Mushroom farming takes a fair amount of water. In addition to all the water for the soaking tanks (as mentioned last week), we need to water the logs occasionally to keep them from drying out and we water in the fruiting house to help keep up the humidity. Who knew mushrooms were so demanding!?
We were happy to discover that the new farm had an agricultural well, gushing around 80 gallons a minute, already installed and ready to go. Jeremy had used standard garden hoses for years on all the past farms, and the water pressure gets worse the farther the hose goes. So Jeremy went with a nice big lay-flat hose. It was 2 inches in diameter (much more capacity than your standard backyard garden hose), bright blue, and we had about 600 feet of it. It started at the house, ran through the lawn, up onto the dirt/gravel road running through the farm, then over a rock wall, down through a field, and finally up into the woods where we were resting and fruiting logs last year. It was the only place on the farm that worked for this, so we had to stretch the hose all that way.

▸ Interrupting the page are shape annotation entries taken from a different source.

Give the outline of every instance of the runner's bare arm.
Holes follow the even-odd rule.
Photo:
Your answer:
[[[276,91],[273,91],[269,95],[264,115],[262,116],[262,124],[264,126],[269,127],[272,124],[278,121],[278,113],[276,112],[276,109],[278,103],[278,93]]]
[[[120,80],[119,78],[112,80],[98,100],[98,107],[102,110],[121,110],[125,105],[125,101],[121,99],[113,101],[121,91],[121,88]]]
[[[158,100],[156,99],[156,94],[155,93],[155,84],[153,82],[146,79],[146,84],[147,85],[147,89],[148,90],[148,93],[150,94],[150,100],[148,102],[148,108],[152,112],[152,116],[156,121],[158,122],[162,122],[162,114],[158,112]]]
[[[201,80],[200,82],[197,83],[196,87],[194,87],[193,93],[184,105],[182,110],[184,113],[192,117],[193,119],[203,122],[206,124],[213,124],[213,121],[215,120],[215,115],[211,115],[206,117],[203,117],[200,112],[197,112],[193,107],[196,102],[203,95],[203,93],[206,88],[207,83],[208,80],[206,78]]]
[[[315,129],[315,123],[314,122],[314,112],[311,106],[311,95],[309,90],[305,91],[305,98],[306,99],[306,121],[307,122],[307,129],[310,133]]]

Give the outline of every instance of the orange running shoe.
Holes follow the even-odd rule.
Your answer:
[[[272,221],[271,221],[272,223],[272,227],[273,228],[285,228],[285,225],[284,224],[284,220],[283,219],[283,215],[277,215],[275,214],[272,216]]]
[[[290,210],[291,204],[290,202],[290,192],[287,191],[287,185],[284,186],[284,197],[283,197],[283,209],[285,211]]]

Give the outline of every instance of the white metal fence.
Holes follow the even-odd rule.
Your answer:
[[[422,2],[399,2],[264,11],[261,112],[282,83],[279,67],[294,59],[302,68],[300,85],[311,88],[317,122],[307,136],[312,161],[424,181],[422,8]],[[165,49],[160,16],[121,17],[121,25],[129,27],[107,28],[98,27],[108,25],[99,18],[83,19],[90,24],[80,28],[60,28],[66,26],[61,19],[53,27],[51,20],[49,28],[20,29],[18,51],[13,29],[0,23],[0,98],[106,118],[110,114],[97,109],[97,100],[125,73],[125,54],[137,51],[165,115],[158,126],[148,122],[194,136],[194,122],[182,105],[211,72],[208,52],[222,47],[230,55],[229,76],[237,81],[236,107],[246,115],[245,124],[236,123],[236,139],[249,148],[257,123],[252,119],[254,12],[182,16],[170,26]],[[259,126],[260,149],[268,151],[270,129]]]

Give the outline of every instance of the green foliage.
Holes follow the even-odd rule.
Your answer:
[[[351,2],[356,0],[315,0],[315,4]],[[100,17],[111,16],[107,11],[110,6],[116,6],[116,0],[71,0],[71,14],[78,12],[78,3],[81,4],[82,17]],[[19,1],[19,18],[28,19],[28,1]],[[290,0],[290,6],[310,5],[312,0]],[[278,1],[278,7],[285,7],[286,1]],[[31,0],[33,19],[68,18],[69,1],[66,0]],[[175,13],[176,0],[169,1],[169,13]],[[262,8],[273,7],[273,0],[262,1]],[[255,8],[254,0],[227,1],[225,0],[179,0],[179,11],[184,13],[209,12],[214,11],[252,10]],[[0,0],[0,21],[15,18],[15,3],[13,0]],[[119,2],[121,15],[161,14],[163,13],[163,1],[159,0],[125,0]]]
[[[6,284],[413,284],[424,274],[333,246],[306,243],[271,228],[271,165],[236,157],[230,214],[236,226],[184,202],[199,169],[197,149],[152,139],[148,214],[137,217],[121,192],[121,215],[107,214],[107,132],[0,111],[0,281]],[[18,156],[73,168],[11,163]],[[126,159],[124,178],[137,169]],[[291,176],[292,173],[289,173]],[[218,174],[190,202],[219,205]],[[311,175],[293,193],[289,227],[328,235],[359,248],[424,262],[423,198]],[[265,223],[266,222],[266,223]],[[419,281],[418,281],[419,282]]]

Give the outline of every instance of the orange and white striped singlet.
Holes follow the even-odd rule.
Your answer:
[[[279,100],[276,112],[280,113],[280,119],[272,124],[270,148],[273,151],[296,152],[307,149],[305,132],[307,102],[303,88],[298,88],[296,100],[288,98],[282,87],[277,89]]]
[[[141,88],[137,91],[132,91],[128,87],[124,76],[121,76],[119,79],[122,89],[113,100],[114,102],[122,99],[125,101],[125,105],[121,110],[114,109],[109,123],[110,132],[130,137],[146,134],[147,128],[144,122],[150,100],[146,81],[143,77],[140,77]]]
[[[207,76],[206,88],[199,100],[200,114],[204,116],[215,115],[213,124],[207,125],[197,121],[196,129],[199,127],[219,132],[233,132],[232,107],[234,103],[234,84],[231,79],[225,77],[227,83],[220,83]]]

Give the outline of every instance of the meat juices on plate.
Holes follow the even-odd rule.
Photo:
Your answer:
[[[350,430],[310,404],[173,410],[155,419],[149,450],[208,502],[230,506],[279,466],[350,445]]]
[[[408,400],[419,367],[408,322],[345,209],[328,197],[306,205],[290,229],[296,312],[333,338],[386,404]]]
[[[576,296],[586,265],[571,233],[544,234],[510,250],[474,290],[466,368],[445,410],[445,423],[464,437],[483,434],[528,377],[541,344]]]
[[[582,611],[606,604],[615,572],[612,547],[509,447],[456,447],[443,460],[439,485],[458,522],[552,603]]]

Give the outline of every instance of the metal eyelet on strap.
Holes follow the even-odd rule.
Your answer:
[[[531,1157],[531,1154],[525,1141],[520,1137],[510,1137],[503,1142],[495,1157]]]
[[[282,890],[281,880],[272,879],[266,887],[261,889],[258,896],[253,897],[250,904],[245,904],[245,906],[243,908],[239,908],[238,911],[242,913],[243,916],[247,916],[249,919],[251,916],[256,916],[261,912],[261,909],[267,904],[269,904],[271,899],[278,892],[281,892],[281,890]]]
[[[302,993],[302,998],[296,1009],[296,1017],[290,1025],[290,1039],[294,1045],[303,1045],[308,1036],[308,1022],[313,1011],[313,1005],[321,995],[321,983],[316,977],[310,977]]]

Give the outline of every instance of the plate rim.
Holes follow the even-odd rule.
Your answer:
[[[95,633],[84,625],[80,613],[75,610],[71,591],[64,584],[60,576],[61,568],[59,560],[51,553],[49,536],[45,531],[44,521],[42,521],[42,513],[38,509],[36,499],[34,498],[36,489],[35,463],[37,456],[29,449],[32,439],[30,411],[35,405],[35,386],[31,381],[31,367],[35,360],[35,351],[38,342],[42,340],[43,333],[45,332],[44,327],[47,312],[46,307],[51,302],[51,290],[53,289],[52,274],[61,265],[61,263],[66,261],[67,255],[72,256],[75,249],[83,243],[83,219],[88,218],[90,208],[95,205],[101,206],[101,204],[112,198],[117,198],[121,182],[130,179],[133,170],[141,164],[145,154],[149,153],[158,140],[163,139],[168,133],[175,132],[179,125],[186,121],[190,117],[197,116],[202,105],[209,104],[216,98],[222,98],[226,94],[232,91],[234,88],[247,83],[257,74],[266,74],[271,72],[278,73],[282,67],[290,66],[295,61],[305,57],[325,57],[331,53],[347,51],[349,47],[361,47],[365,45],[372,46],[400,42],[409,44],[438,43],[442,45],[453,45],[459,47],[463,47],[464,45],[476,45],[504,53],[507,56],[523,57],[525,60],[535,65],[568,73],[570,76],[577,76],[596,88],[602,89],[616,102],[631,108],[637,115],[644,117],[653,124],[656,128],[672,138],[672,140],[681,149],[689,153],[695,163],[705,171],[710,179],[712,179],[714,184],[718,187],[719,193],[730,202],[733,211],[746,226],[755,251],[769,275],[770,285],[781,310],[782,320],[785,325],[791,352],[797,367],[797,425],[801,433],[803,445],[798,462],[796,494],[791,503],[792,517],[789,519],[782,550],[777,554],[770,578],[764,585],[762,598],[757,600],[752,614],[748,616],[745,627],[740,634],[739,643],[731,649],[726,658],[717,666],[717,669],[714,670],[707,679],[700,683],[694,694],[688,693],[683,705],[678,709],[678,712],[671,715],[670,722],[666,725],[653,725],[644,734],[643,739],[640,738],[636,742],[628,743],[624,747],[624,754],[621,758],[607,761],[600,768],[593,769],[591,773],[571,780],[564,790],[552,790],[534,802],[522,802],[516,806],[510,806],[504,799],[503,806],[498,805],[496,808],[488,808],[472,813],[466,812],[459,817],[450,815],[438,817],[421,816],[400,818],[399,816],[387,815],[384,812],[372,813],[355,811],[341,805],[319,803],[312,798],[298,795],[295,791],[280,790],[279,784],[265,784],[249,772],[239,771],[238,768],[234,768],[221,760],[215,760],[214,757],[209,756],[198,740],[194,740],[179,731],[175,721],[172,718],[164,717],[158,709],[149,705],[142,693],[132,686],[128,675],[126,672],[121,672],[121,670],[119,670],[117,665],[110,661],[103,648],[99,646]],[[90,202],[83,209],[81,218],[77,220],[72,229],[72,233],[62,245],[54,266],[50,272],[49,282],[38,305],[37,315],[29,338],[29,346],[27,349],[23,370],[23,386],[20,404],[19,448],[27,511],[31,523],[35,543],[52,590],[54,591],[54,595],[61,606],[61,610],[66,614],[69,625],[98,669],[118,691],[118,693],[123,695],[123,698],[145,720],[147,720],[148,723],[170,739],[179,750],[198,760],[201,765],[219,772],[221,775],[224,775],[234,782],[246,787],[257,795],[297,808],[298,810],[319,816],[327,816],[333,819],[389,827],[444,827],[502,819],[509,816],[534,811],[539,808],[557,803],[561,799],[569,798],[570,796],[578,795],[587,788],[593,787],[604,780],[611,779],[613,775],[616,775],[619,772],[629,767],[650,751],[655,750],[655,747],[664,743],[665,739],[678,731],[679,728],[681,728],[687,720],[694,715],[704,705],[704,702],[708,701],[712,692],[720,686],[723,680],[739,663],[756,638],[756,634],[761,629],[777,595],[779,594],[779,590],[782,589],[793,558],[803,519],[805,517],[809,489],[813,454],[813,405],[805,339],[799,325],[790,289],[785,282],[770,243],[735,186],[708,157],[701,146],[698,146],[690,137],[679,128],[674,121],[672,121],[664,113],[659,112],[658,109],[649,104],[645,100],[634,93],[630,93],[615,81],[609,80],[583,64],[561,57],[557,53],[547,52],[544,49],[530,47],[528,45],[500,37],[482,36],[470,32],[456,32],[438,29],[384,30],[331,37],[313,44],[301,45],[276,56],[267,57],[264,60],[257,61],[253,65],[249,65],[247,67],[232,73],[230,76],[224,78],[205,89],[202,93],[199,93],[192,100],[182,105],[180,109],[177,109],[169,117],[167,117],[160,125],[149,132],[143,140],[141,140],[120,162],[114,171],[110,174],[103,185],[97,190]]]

The hose at the end of its journey – in the woods with the resting logs.
Unfortunately, the poor hose managed to find every last random piece of barbed wire, nail, and rusty sharp bit of old machinery, and had several losing encounters with tractor tires. By mid-summer is more Swiss-cheese than hose. Jeremy patched it and fixed it many times, but he finally gave up. He’d no sooner patch a hole, then move the hose slightly and it would be full of holes again.
It made for a seriously wet and muddy road last year. Also, one of the biggest geysers from the hose was in the lawn and sprayed right over the fire pit. We have a pile of wood there so it’s always ready to have a little fire – but the whole pile was wet all year, and there was often a little lake around the fire pit! The only ones who enjoyed all this water were the ducks!
For the last couple months Jeremy has been planning the new watering system. He dug a trench from the house, following the same path, but going to the new soaking tanks and fruiting house. Several stops along the way there are spigots so it will be easier in the future to water a field of veggies or fill up the water tanks for pigs. And the last spigot pours water directly into the new soaking tanks.
Sorry ducks – no more muddy roads and boggy wet lawn!